正の数\(\epsilon\)を任意にひとつ取ったとき、「\(0 \lt |x-a| \lt \delta\)のとき\(|f(x)-A| \lt \varepsilon\) 」を成り立たせる正の数\(\delta\)が存在する。

 わかった、「近づく」って云っちゃいけないんだな? それじゃおまえ好きなだけ小さい正の値\(\varepsilon\)を持って来いよ。おまえがどんな小さい値を持ってこようが、\(a\)と\(x\)の差の幅が\(\delta\)を下回ったら絶対に\(f(x)\)と\(A\)の差の幅がおまえの持ってきた\(\varepsilon\)より小さくなるような、そんな\(\delta\)があることを見せてやるよ。どうだ、俺の言いたいことがわかったか。という感じなんでしょうね。
 
 こういう回りくどい言い方で定義することによって、さまざまなご利益がある。
 たとえば、さっき直観的にはわかりにくかった$$ \lim_{x \rightarrow a}(f(x)+g(x)) = \lim_{x \rightarrow a} f(x) + \lim_{x \rightarrow a} g(x)$$が成り立つことを証明できる。
 なぜなら、\(\lim_{x \rightarrow a} f(x) = A, \lim_{x \rightarrow a} g(x) = B\)として、任意の正の数\(\varepsilon\)について$$ 0 \lt |x – a| \lt \delta_1 \Longrightarrow |f(x) – A| \lt \frac{\varepsilon}{2} $$ $$ 0 \lt |x – a| \lt \delta_2 \Longrightarrow |g(x) – B| \lt \frac{\varepsilon}{2} $$ を成り立たせるような\(\delta_1, \delta_2\)が存在するわけである(話を簡単にするためにあらかじめ2で割っているが、任意の数なのでどうでもよい)。\(\delta_1, \delta_2\)のうち小さいほうを\(\delta\)とすれば、$$ 0 \lt |x-a| \lt \delta \Longrightarrow |f(x) -A| \lt \frac{\varepsilon}{2}, |g(x) -B| \lt \frac{\varepsilon}{2}$$ が成り立つ。証明したい公式についていえば、$$ f(x) + g(x) – (A + B) = (f(x) – A) + (g(x) – B)$$ いまふたつの数があるとして、和の絶対値というのは絶対値の和と同じか、それより小さいから、$$ \leq |f(x) – A| + |g(x) -B| \lt \frac{\varepsilon}{2} + \frac{\varepsilon}{2} = \varepsilon $$ ね? うまく証明できました。

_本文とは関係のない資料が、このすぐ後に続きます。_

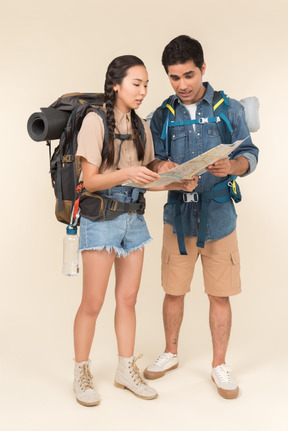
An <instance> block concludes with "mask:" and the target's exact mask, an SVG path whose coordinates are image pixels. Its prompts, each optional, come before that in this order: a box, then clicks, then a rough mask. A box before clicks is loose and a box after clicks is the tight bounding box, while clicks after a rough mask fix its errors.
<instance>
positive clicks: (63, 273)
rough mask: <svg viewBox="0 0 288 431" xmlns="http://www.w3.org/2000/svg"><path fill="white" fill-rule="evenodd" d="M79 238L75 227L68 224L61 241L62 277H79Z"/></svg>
mask: <svg viewBox="0 0 288 431" xmlns="http://www.w3.org/2000/svg"><path fill="white" fill-rule="evenodd" d="M78 248H79V236H78V234H77V226H73V225H71V224H69V225H68V226H67V228H66V235H65V236H64V240H63V268H62V275H67V276H72V275H79V251H78Z"/></svg>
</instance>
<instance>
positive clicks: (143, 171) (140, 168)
mask: <svg viewBox="0 0 288 431" xmlns="http://www.w3.org/2000/svg"><path fill="white" fill-rule="evenodd" d="M80 161H81V167H82V173H83V182H84V185H85V188H86V190H88V191H90V192H94V191H97V190H105V189H110V188H111V187H114V186H118V185H120V184H122V183H124V182H125V181H128V180H131V181H133V182H135V183H137V184H140V185H146V184H148V183H150V182H151V181H155V180H159V178H160V177H159V175H158V174H157V173H156V172H152V171H150V169H148V168H146V167H145V166H132V167H130V168H124V169H119V170H117V171H114V172H111V173H108V174H99V168H98V167H97V166H95V165H93V164H92V163H89V162H88V161H87V160H86V159H85V158H84V157H81V159H80Z"/></svg>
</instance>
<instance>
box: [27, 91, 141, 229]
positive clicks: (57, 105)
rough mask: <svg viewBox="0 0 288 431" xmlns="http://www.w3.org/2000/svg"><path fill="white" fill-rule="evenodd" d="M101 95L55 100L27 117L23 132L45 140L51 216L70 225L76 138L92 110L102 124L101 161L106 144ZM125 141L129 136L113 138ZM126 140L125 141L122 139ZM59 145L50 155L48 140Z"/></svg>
mask: <svg viewBox="0 0 288 431" xmlns="http://www.w3.org/2000/svg"><path fill="white" fill-rule="evenodd" d="M103 104H104V94H103V93H69V94H64V95H63V96H61V97H59V98H58V99H57V100H56V101H55V102H54V103H52V105H50V106H49V108H41V111H42V112H41V113H34V114H32V115H31V116H30V118H29V120H28V124H27V129H28V133H29V135H30V137H31V138H32V139H33V140H35V141H38V142H39V141H46V142H47V145H48V146H49V158H50V174H51V179H52V187H53V189H54V193H55V197H56V207H55V215H56V218H57V220H58V221H60V222H62V223H65V224H70V223H73V222H74V224H75V223H79V220H77V219H76V220H75V217H76V215H77V213H78V205H79V198H80V195H81V191H82V185H81V184H80V183H79V177H80V172H81V166H80V163H79V160H78V158H76V157H75V154H76V151H77V146H78V145H77V136H78V132H79V130H80V128H81V125H82V122H83V119H84V117H85V116H86V115H87V113H88V112H90V111H94V112H96V113H97V114H98V115H100V116H101V118H102V120H103V123H104V142H103V149H102V159H105V157H106V153H107V145H108V128H107V122H106V112H105V109H104V108H103ZM137 118H138V127H139V130H140V132H141V138H142V142H143V144H144V146H145V134H144V126H143V124H142V121H141V120H140V118H139V117H137ZM120 136H121V139H122V138H123V139H129V138H131V135H115V137H117V138H119V137H120ZM124 136H125V137H126V138H125V137H124ZM59 138H60V141H59V145H58V146H57V147H56V148H55V150H54V152H53V155H52V156H51V140H53V139H59Z"/></svg>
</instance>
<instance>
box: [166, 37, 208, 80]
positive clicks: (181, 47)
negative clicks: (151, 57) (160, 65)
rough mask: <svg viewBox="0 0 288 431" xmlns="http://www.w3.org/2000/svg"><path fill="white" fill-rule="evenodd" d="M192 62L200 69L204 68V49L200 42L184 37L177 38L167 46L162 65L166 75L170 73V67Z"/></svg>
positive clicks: (173, 40) (169, 43) (195, 40)
mask: <svg viewBox="0 0 288 431" xmlns="http://www.w3.org/2000/svg"><path fill="white" fill-rule="evenodd" d="M190 60H193V61H194V63H195V66H196V67H198V68H199V69H201V67H202V66H203V63H204V55H203V49H202V46H201V44H200V43H199V42H198V40H196V39H192V38H191V37H189V36H185V35H182V36H178V37H175V39H173V40H171V42H170V43H168V45H166V46H165V48H164V51H163V54H162V64H163V66H164V69H165V71H166V73H168V66H172V65H173V64H182V63H186V62H187V61H190Z"/></svg>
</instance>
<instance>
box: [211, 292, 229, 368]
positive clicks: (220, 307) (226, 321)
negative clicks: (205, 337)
mask: <svg viewBox="0 0 288 431" xmlns="http://www.w3.org/2000/svg"><path fill="white" fill-rule="evenodd" d="M208 298H209V301H210V313H209V323H210V330H211V335H212V344H213V361H212V367H213V368H214V367H217V366H218V365H221V364H225V357H226V352H227V347H228V342H229V338H230V332H231V323H232V313H231V306H230V301H229V298H228V297H223V298H222V297H217V296H211V295H208Z"/></svg>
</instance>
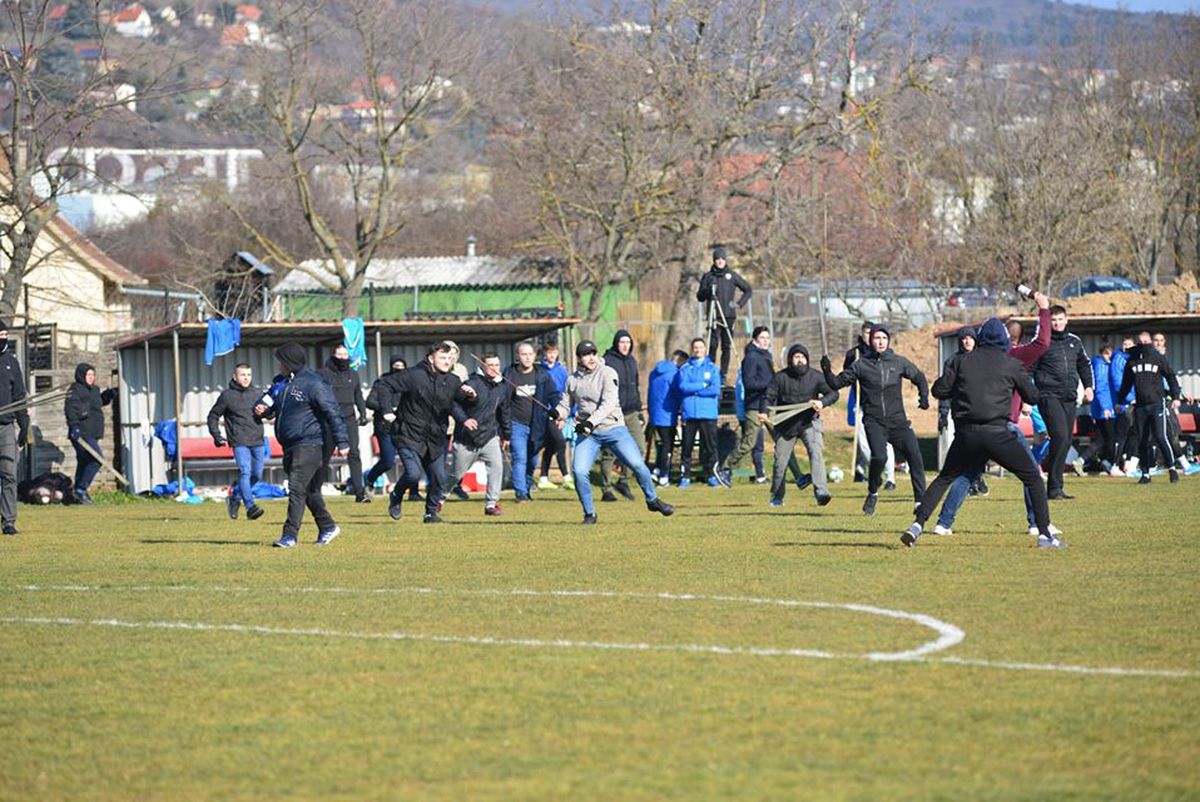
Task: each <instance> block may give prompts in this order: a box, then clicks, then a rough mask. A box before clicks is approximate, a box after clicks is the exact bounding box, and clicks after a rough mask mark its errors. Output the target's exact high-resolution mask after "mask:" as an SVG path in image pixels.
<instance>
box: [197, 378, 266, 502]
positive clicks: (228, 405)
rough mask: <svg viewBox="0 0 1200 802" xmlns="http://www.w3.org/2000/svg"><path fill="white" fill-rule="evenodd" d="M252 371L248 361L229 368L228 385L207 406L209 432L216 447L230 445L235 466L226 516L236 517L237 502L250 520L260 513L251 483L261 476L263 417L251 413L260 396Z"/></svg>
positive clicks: (257, 479)
mask: <svg viewBox="0 0 1200 802" xmlns="http://www.w3.org/2000/svg"><path fill="white" fill-rule="evenodd" d="M253 382H254V373H253V371H251V367H250V365H247V364H246V363H240V364H239V365H236V366H235V367H234V369H233V378H230V379H229V387H227V388H226V389H224V390H222V391H221V395H218V396H217V400H216V403H214V405H212V408H211V409H209V418H208V421H209V433H210V435H212V444H214V445H216V447H217V448H224V447H226V445H228V447H229V448H232V449H233V461H234V463H235V465H236V466H238V481H236V483H234V485H233V486H232V487H229V496H228V497H227V498H226V507H227V509H228V511H229V517H233V519H236V517H238V507H239V503H241V504H245V505H246V517H247V519H250V520H251V521H253V520H254V519H257V517H260V516H262V515H263V508H262V507H259V505H258V504H256V503H254V493H253V492H251V487H253V486H254V484H256V483H258V481H262V479H263V460H264V459H265V451H266V448H265V447H264V444H263V421H262V419H259V418H257V417H256V415H254V406H256V405H257V403H258V399H259V396H260V394H259V391H258V390H256V389H254V387H253ZM221 418H224V421H226V433H224V435H222V433H221Z"/></svg>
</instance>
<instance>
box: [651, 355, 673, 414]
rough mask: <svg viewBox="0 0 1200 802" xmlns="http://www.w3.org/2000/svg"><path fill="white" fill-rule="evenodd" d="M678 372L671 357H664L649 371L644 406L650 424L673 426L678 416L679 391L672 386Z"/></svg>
mask: <svg viewBox="0 0 1200 802" xmlns="http://www.w3.org/2000/svg"><path fill="white" fill-rule="evenodd" d="M678 372H679V366H678V365H676V364H674V360H673V359H664V360H662V361H660V363H659V364H658V365H655V366H654V370H652V371H650V379H649V384H648V385H647V388H646V407H647V408H648V409H649V411H650V425H652V426H674V424H676V418H678V417H679V391H678V390H677V389H676V387H674V377H676V375H677V373H678Z"/></svg>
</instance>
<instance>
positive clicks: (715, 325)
mask: <svg viewBox="0 0 1200 802" xmlns="http://www.w3.org/2000/svg"><path fill="white" fill-rule="evenodd" d="M719 313H720V312H718V315H719ZM732 331H733V321H732V319H730V321H728V325H727V327H726V325H724V324H722V323H721V322H720V321H716V322H714V323H713V328H712V330H710V331H709V333H708V353H709V358H712V359H716V346H720V347H721V381H726V379H728V378H730V353H731V352H732V351H733V336H732Z"/></svg>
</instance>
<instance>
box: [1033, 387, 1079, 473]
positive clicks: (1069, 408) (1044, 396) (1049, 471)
mask: <svg viewBox="0 0 1200 802" xmlns="http://www.w3.org/2000/svg"><path fill="white" fill-rule="evenodd" d="M1075 409H1076V406H1075V400H1074V399H1072V400H1070V401H1067V400H1064V399H1055V397H1052V396H1043V397H1042V400H1040V401H1038V411H1039V412H1040V413H1042V420H1044V421H1045V424H1046V433H1048V435H1050V454H1049V455H1046V462H1048V463H1049V465H1048V466H1046V492H1048V493H1050V495H1051V496H1054V495H1055V493H1061V492H1062V474H1063V471H1064V469H1066V467H1067V451H1069V450H1070V433H1072V431H1073V430H1074V429H1075Z"/></svg>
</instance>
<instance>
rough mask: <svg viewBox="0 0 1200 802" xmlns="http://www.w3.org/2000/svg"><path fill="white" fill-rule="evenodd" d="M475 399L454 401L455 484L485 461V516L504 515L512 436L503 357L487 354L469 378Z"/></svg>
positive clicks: (469, 385)
mask: <svg viewBox="0 0 1200 802" xmlns="http://www.w3.org/2000/svg"><path fill="white" fill-rule="evenodd" d="M464 387H469V388H470V389H473V390H474V391H475V397H474V399H461V400H458V399H456V400H455V402H454V411H452V414H454V420H455V430H454V432H455V437H454V484H455V486H457V484H458V483H460V481H462V478H463V475H464V474H466V473H467V471H469V469H470V466H472V465H474V463H475V460H476V459H478V460H481V461H482V462H484V467H486V468H487V495H486V497H485V499H484V515H499V514H500V489H502V487H503V486H504V449H505V448H508V447H509V439H511V437H512V423H511V420H510V418H509V397H508V396H509V391H508V390H509V388H508V387H506V385H505V384H504V376H503V375H502V372H500V355H499V354H496V353H486V354H484V364H482V365H481V366H480V369H479V372H476V373H475V375H473V376H472V377H470V378H468V379H467V384H466V385H464Z"/></svg>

 以上、志賀浩二「微分・積分30講」よりメモ。わたしのようなアホにも志賀先生は優しい。

 志賀先生いわく、「このような論法を強調すると、微分・積分への関心を減じされることにもなりかねない。読者は証明の大体の輪郭を理解すればよいのであって、むしろここでは’近づく’という感覚的なものが、\(\varepsilon-\delta\)式の定式化を通じて、数学の加法とか乗算の演算に、いかになじんでくるかに意を払ってほしいのである」とのこと。へへーっ。わかりましたでございます。